There is nothing wrong with you.

As the fog rolls in here in San Francisco (note: It really does that. It straight-up rolls in. Trip me out.), and as I sip wine in my generous friends' gorgeous sixth floor apartment, and as I recover from my wonderfully sweaty randomly-selected yoga class that just happened to be taught by this month's Yoga Journal cover yogi (who, as it turns out, happens to be a beautifully compassionate teacher), I am moved to comment on the neuroses of the denizens of my demographic. Let's call us "college-educated women younger than the baby boomers;" I'm going to include Gen X, Gen Y and even some precocious millennials under this rant's umbrella.

The US is currently embroiled in three overseas military conflicts. We've been downgraded. Unemployment soars, and a bunch of people with no discernible economic theories to stand on are making crucial financial decisions for our country. And what are we doing instead of taking the reigns from media moguls proven to have no shred of morals or decency?

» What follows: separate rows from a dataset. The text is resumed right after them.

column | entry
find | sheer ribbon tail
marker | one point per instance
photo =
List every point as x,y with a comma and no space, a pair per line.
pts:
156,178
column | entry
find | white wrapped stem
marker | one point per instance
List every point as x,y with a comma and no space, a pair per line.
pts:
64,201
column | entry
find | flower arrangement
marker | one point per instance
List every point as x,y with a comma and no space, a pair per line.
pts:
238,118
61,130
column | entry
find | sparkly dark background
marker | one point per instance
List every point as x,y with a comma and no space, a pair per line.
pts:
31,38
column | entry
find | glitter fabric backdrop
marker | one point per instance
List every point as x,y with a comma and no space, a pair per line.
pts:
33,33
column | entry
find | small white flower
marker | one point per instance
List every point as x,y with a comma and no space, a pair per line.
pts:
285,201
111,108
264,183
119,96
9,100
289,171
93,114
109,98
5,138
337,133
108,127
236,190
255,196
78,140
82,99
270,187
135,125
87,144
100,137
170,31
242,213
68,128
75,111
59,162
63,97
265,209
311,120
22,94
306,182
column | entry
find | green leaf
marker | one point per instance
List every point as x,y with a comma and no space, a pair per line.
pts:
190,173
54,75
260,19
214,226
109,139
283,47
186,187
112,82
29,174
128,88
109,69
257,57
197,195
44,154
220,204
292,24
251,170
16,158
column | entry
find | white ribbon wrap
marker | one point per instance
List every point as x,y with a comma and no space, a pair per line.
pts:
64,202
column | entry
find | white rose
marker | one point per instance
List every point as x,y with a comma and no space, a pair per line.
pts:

Apparently we're worrying about our glasses of wine, our parenting skills, even our fucking tendency to worry. (Wow, apparently we shouldn't worry because it'll make us crazy to worry, so that worry about becoming crazy should effectively motivate us to stop worrying. Right.)

Click the links to find out what I'm referring to, then consider this:

We have got to stop pathologizing every single fucking thing we do. Or like. Or are.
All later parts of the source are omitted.